她这些年折腾来折腾去的,别人可都看在眼里,她倒是想求一分在自己侄子侄女的面子,也想着为自己弟弟家考虑,落一分好。
可多年的事情做下来,别人看到眼睛里的就只有两个字——糊涂。
“明安娘啊,咋回事啊这是。”老支书还是叹道,只不过还是各方面都劝劝,他家只有一个母亲,分家这回事,怎么都不好听。
天下无不是的父母,做子女的,还真不能说不要这个老娘就不要这个老娘。
“有些事情,两方忍忍,就过去了,毕竟是母子,没理由闹成这样,让旁人看笑话。这样吧,把你娘也叫过来,这件事莫不是你们都误会了,解释解释总还是母子。”
老支书坐着抽了半天的烟,轻轻的白烟上浮,然后消散在日光下,满院子的人跟着他一起想了许久,就听见他说了这段话。
一听老支书说这些话,齐明安沸腾的情绪一下子就平静了下来,宋栀握着他的手,他的手一向热,此时却出了一手的冷汗,大夏天里手冰冰凉凉。
只是老支书这样说了,别人就不能拂他的面子,到底还是把齐母给请了来。舅舅现在是一心捧大姨,所以在齐明安他们两个把大姨的面子给拂了之后,舅舅家再也不许齐母去了。
她无处可去,只能在家中坐着,他们找到她的时候她正在扫鸡圈,靛蓝的褂子上沾了鸡食和鸡粪。
………………
七老八十了,亲儿子要跟自己分家,这数到哪里都是一桩丑事,至少他们上尧存村是从来没有过。私底下无论是让亲老娘吃鸡食猪食也好,还是打骂也好,那都是私底下,家里的丑事他们没有一个敢拿到明面上来说的。
所以别人七嘴八舌的把她劝过去之后,齐母首先不是愤怒,而是羞耻,羞的她一张粗黄的脸像是煮熟的虾子。
老支书是盼望着他们母子能和好的,也不希望他们心存芥蒂,于是先开口问齐母,想给她个台阶下:“二妹妹,正好你过来,快解释解释,你看看这事闹的。”
村里的人无论是看笑话还是什么,此时倒真不会表现出来,反而一个劲的劝起母子二人。就好像是他们之间从未有横亘整整二十年的矛盾,齐母是含辛茹苦养育了齐明安二十几年的母亲,而齐明安则是成了因一点小事就要分家的不孝子。
“都是自己身上掉下来的肉,怎么会不疼。”
“你娘也是个苦命人,这事说说就过去吧,都是一家人。”
“我觉得你娘也不一定是那个意思,明安妈,你说是不是,粮食那么多吃不完也不是净等着长毛吗。我看你娘这次也不是坏心。”
“就是,你不还卖了麦子了吗,快把钱给孩子这件事就算是了了。
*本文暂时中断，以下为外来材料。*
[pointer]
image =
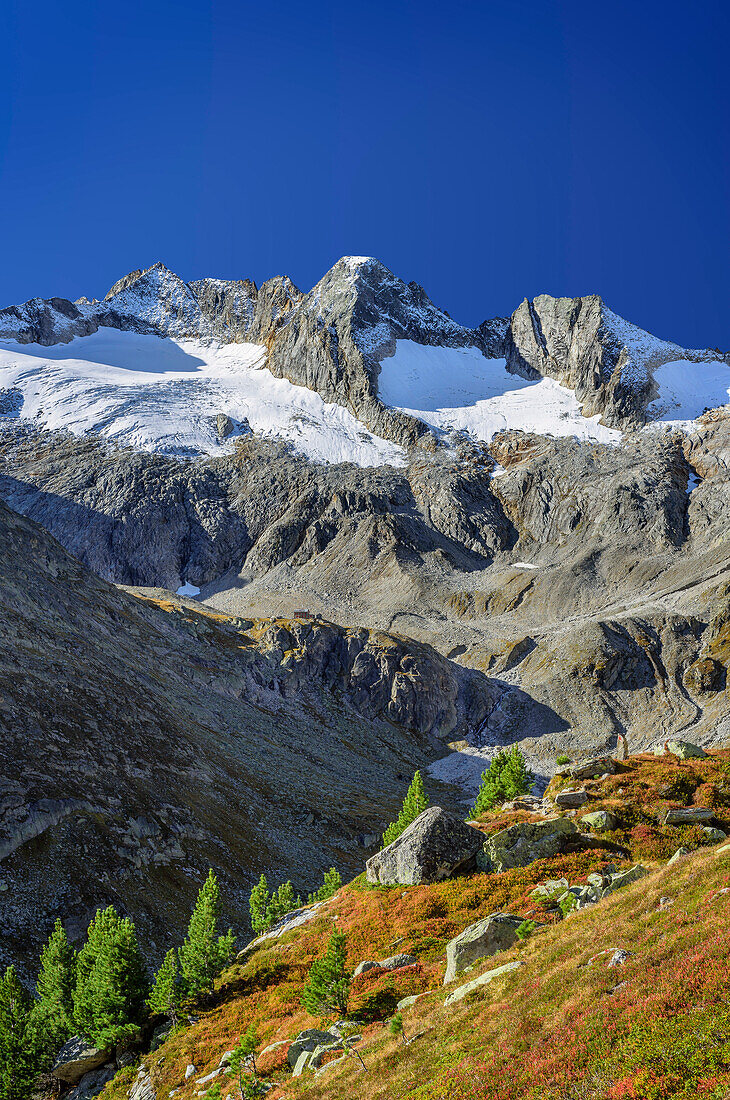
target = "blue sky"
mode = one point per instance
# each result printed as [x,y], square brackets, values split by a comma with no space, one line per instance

”
“…”
宋栀茫然的看着之前万事交代她要对齐明安好点的村民们,忽然觉得他们有点奇怪。
刀子不割在自己身上不痛,齐母慷他人之慨,让齐明安做牛做马这么多年,而这些人也可以很慷慨。
他们你一言我一句的直接把这件事定了,宋栀看着齐明安的额头上都出了因愤怒而出的青筋。
只是他是不可能去指责齐母的,她再不好,有一个娘的身份在,齐明安就得尽孝,别的话说的多了,就是不孝。别的不说,就算是村子里知根知底的这些人,就能你一指我一指的就能把他们脊柱给戳弯了。
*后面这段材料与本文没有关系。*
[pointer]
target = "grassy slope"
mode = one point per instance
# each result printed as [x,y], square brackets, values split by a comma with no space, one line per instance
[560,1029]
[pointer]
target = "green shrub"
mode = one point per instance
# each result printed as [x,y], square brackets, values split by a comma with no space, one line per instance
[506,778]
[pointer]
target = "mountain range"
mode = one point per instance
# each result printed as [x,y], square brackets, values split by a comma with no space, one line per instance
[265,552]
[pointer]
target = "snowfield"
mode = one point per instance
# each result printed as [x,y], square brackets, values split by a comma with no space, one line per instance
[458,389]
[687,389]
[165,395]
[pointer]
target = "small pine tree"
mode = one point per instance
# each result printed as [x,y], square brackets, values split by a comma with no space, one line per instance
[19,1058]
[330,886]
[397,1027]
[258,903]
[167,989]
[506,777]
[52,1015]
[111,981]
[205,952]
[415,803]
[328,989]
说到底,上尧村的人平日里待他们不错,但是一遇到事就显出来了。
宋栀抚着他的胸口让他平静下来,凑到耳边对他说:“这件事你别开口,我来说。”
恶媳妇懦弱儿子的事情,屡见不鲜,这种事他做了不好,但是宋栀一不怕别人说
齐明安握着她的手,摇了摇头,分家这件事,是今天就得办了的。
齐母身边围着一堆婆子给她出主意,说是让她赶紧把钱给拿出来,再服软多干活,明安这孩子心眼好,以前这么多年就过来了,哪会现在说是不要老娘就不要老娘?
可她把手在身上摸了个半天,也没摸到一毛钱,脸色难看的对周围人解释道:“我本来说想给他们的,你看我这死老婆子,把钱给弄丢了。”
边说边哭,不一会的脸上就挂满了鼻涕泪,她光是说还不行,不一会就坐到地上,歪着头边说边手拍着地面,激起一地的粉尘,似乎是十分痛悔的样子。
只是她这么多年,有看她顺眼的,也有真的觉得她这个娘实在是做的太离谱的,看不上她这样的也有。茂才媳妇就也算是其中一个了,眼下撇了撇嘴,直接没给她留半分的面子。